While the city is working with the Ithaca Garden Club to help organize the project, all the funding comes from the club directly. The recent purchasing of 50,000 bulbs cost around $15,000, most of which the club fundraised themselves.
The Garden Club also takes donations from the public, some of which were brought in by scannable QR codes placed around the trail.
The city’s goal in supporting this project is to brighten up the community, especially as the weather transitions from winter to spring.
“It’s so uplifting and cheerful after a long gray and cold winter to have all these bright, cheery yellow and orange flowers coming right out of the lawn,” Grace said.
The club chose daffodils for a number of reasons, including their reliable sprouting each season and the fact that deer, a common problem for flora in the area, don’t eat them.
The event lasted just over two hours and was attended by at least a dozen volunteers and club members, some of whom were Cornell University students working under the guidance of Prof. Bill Miller, integrative plant science.
Miller assisted with the planting of the bulbs through the use of a Dutch planting machine.
“This machine plants the bulbs under the grass,” Miller said. “It’s pulled along by a tractor and it cuts the sod, lifts the sod up and then the bulbs drugs under the ground. As the machine goes forward, the sod comes back down and it gets pressed into place by wheels in the back.”
The machine has successfully transformed a typically labor-intensive process into one that only requires people to reload bulbs into the bed.
Miller estimates that there are only a handful of these machines in America — his was a gift from a Dutch bulb export company that he has been working with for nearly 25 years.
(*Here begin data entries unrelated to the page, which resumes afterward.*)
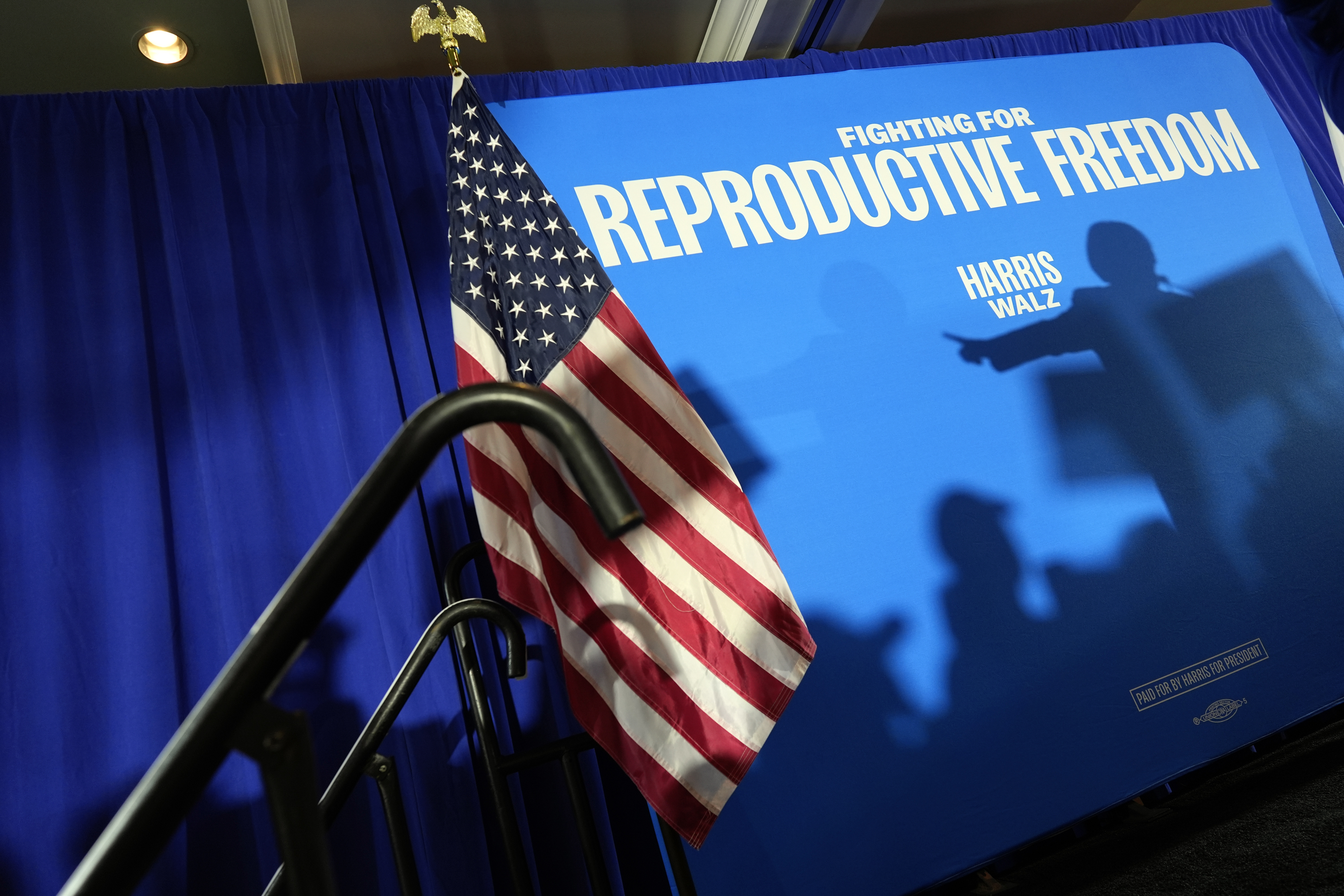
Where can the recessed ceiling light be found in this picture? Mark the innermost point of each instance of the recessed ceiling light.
(165, 47)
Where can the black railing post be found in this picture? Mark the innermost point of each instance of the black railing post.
(280, 743)
(149, 819)
(384, 770)
(362, 757)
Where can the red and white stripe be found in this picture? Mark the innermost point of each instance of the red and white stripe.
(682, 641)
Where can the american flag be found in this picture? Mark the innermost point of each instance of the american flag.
(682, 641)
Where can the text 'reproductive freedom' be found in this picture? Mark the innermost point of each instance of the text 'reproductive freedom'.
(811, 197)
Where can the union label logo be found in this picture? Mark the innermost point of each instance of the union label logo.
(1221, 711)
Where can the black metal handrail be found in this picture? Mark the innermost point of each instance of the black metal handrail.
(364, 758)
(499, 766)
(154, 811)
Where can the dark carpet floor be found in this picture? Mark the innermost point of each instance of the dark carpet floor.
(1265, 824)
Miller was a graduate student at Cornell during the ‘80s and returned to work at Cornell as a professor.
“I got my research program going when I came here again, in 1998, and that was a program involving flower bulbs,” Miller said. “We just stopped it this summer after 24 years, but we have been working with the Dutch flower bulb export industry on flower bulb usage in North America and Canada, mostly for greenhouse production.”
And six years ago, the company sent him the bulb planting machine, which has proven to be extremely beneficial to the Ithaca community. Miller plans to continue using his machine for community-based projects.
“The city is looking to raise money and I think the garden club wants to raise money, and you know, we can keep doing this,” Miller said. “There’s all kinds of ways to get involved.”